Here is the Kraft family statement in full:

"Over the last several days, we have tried to listen, learn and reflect. We have been at a loss for the appropriate words, perhaps because there are none to adequately describe the horrific incidents of the last few weeks. It is impossible for us to comprehend what happened to George Floyd or the pain his family must be feeling, a pain that resonates with so many others who have lost loved ones in similar brutalities that were not captured on video for the rest of the world to see. We cannot begin to understand the frustration and fear members of our black community have faced for generations. Recent events have shined a light on a topic that demands much more attention.

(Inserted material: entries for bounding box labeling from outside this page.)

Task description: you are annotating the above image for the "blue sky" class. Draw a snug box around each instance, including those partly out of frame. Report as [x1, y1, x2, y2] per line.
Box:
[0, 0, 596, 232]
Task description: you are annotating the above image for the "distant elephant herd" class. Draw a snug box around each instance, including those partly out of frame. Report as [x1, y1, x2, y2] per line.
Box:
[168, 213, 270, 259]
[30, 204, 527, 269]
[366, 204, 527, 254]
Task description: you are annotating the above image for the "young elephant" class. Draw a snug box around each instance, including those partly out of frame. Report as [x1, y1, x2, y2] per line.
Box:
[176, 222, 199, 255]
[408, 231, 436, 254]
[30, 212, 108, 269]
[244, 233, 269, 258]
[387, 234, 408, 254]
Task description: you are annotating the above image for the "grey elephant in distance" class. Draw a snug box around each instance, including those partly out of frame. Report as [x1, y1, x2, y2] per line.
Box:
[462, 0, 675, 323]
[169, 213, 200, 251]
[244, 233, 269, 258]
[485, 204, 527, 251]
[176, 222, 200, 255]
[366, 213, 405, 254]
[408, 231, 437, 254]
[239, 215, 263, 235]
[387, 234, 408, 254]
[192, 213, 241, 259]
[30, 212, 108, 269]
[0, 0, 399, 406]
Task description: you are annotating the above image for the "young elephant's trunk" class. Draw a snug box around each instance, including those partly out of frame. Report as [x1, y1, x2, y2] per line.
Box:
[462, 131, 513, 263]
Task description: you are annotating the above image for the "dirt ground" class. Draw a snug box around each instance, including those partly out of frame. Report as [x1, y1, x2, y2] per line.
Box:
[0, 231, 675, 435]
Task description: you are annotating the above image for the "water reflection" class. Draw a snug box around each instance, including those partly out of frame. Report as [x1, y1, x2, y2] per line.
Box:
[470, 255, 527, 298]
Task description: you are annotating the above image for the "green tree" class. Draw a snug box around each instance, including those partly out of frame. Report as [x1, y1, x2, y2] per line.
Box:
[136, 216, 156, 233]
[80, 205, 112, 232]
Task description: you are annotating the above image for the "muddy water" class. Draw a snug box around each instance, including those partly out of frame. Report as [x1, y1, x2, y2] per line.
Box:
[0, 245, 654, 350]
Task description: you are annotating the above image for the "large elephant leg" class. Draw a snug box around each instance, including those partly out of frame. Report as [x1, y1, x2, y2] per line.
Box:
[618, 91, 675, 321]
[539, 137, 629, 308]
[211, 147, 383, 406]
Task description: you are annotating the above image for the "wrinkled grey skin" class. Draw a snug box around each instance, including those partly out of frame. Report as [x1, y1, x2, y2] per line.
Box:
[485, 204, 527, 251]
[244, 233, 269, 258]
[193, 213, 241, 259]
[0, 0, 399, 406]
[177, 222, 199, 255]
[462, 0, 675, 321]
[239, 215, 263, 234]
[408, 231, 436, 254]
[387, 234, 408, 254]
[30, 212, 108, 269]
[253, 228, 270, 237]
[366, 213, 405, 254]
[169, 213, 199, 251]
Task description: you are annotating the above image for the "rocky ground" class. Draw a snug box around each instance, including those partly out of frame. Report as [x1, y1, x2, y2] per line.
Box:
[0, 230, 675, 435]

"Our country deeply needs healing. We don't have the answers, but we do know that we want to be a part of the change. As leaders in the New England community, we must speak up. Here is where our family, and our organization, stands:

"We are horrified by the acts of racism we've witnessed. We are heartbroken for the families who have lost loved ones, and we are devastated for our communities of color, who are sad, who are exhausted, who are suffering. We know that none of the sadness, exhaustion or suffering is new. We know it is systemic. Our eyes, ears and hearts are open.

"Our family has a long history of supporting vulnerable people in our communities and advocating for equality. But past efforts don't mean anything until we all stand on equal footing in America, so we must act in the present, and not simply rely on what we've done in the past. There remains much work to be done. We will not rest on statements, because words without actions are void. Rather, we will work harder than ever before – through our philanthropy, community engagement, advocacy and supporting the work of our players – to build bridges, to promote equality, to stand up for what's right and to value ALL people."